CO5BOLD has been compiled and tested on up to 8 processors on the SGI 2000 machine at TAC in Copenhagen and the SGI 3800 machine at the NSC in Linköping. The code was used on the UKAFF machines (see Sect. 3.7.17) and the computers at CINES.
See e.g. the excellent SGI Fortran90 manual (or here) Information about the CINES machines can be found under CINES, or CINES : Introduction au calcul scientifique.
Important switches are:
-macro_expand: Enable macro expansion
-mp: Enable parallelization with OpenMP directives
-INLINE:aggressive=ON -INLINE:list -INLINE:preempt=ON: General keywords for inlining
-INLINE:must=...: Optimization: routines that should be inlined (see Sect. 3.7.2).

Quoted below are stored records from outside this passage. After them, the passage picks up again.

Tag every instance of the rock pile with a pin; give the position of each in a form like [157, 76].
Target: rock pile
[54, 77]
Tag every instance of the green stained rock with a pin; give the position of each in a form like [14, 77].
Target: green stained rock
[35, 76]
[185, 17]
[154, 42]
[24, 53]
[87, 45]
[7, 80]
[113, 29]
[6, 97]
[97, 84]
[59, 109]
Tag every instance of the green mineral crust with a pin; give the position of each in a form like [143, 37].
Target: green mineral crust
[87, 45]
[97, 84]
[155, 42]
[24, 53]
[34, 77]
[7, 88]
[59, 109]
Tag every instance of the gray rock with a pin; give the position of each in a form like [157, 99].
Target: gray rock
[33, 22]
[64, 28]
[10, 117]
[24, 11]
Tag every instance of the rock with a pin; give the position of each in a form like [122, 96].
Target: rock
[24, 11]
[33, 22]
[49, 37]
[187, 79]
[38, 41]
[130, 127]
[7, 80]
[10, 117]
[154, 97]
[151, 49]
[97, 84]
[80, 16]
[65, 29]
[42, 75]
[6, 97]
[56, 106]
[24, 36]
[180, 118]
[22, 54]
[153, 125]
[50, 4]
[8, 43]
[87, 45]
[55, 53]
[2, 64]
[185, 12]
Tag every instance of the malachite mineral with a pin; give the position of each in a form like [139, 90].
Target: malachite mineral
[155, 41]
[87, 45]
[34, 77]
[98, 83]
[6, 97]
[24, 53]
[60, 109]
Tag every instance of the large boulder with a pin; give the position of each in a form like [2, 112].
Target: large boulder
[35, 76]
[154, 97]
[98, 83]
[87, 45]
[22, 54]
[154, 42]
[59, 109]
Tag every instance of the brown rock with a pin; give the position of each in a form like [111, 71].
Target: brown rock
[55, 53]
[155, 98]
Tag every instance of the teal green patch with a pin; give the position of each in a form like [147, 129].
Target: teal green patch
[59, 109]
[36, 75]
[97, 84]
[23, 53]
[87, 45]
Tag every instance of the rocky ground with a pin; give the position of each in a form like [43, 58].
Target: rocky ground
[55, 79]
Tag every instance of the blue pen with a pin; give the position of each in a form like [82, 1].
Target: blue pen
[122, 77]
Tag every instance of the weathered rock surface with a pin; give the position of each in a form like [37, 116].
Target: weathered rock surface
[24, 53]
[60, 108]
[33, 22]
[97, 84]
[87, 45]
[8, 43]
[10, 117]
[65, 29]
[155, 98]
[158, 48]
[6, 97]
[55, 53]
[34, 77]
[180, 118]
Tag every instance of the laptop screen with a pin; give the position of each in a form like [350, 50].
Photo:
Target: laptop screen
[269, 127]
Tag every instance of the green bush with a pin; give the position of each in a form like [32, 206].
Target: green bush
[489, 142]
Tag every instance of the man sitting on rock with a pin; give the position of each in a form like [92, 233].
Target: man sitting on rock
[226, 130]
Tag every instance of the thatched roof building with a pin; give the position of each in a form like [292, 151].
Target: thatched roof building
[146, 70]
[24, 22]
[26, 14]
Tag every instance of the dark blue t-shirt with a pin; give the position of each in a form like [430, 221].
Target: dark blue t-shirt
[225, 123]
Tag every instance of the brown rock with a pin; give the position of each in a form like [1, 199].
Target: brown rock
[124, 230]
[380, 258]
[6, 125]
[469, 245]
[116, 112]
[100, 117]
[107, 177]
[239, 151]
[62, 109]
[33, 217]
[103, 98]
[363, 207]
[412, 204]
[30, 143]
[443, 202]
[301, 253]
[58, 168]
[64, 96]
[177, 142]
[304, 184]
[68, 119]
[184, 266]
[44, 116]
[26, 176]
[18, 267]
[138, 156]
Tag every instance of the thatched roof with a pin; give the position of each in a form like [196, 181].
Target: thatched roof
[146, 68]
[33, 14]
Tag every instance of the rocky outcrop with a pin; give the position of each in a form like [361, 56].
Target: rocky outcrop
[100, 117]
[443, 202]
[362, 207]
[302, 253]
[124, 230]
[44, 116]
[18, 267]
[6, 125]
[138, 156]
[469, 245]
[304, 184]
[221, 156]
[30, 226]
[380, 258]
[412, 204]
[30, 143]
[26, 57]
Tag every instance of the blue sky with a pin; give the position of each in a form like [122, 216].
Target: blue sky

-Ofast -OPT:Olimit=0: General optimization. On older compiler versions
-O3was the achievable optimum.
-IPA:plimit=5500: Even more optimization. This option requires lots of memory (> 1 GByte). To get it it might be necessary to ask for more than one processor for the compilation (especially on the CINES machines).
-CG:longbranch_limit=60000: This switch limits needed compiler resources. It is suggested by the compiler (on the CINES machines) itself.
-Drhd_roe1d_step_l01=1: Slight performance improvement